13 L’opposante demande à la chambre de recours de rejeter le recours, de confirmer la décision attaquée, de refuser la marque contestée pour les produits compris dans la classe 5 et de condamner la demanderesse aux dépens. Ses arguments présentés en réponse peuvent être résumés comme suit:
– La division d’opposition a conclu à juste titre que l’usage de la marque antérieure était constant dans le temps et efficace.
– Les produits contestés compris dans la classe 5 sont similaires aux produits de la marque antérieure.
– Les produits désignés par la marque demandée s’adressent au grand public, y compris le public de professionnels spécialisés dans le domaine médical.
– L’argument de la demanderesse selon lequel le public pertinent fait preuve d’un niveau d’attention élevé n’est pas fondé. Il ne ressort pas du libellé des produits contestés qu’ils s’adressent uniquement à des professionnels.
– Même si le niveau d’attention peut être supérieur à la moyenne en ce qui concerne certains des produits concernés, cela ne suffira pas pour éviter la confusion et/ou l’association dans les circonstances actuelles.

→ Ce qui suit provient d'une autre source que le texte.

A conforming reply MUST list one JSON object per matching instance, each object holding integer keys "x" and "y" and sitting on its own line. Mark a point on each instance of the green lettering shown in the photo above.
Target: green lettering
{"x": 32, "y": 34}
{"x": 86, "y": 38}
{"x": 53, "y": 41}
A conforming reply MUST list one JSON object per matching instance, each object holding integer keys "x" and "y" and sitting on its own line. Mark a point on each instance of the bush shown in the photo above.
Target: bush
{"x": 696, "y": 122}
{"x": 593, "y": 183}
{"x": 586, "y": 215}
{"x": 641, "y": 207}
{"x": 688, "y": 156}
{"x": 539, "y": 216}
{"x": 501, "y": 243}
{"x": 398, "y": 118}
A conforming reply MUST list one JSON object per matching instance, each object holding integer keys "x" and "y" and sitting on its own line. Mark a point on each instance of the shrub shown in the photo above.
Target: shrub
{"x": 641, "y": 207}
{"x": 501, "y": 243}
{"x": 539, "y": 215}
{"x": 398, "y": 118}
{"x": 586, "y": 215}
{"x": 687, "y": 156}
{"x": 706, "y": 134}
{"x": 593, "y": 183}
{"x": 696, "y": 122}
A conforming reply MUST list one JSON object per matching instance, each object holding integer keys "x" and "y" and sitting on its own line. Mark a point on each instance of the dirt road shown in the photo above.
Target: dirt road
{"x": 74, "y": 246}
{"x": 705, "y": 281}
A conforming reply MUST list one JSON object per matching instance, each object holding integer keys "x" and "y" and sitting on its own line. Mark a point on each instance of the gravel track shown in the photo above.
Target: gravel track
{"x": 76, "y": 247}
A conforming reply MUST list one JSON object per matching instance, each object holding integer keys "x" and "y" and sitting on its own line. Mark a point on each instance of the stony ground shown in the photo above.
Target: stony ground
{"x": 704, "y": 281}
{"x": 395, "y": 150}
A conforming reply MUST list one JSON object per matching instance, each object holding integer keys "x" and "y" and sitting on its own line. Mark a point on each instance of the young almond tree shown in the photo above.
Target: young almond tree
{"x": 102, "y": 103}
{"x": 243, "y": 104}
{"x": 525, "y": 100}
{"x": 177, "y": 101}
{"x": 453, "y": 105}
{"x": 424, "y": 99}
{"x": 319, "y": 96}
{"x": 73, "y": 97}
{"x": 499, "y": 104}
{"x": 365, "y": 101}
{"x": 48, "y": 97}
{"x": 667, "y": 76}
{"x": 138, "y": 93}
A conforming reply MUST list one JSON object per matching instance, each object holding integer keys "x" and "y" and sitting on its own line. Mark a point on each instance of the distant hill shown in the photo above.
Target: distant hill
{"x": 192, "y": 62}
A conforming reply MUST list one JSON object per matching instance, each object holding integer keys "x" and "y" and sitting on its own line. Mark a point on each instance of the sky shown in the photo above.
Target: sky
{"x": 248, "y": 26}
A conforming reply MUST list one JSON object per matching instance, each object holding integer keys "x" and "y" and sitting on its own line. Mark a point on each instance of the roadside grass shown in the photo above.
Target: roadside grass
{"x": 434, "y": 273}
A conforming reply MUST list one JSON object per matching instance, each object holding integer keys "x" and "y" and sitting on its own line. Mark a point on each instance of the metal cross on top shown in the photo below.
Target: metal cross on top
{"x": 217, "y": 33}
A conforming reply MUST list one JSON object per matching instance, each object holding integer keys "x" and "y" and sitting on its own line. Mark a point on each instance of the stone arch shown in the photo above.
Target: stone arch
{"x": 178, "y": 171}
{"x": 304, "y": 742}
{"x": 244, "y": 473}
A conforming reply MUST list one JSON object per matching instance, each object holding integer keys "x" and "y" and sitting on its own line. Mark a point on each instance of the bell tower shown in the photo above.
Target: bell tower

– Le fait que les signes présentent des similitudes importantes, ainsi que le fait que des signes similaires couvrent des produits identiques ou similaires, pourrait amener les consommateurs à penser que ces produits proviennent de la même entreprise ou d’entreprises liées économiquement.
– Le mot URINEX n’est pas descriptif pour les produits de la classe 5. En outre, l’enregistrement de la marque antérieure «URINEX» no 18 719 est utilisé en Roumanie depuis 1999 et jouit d’un caractère distinctif accru.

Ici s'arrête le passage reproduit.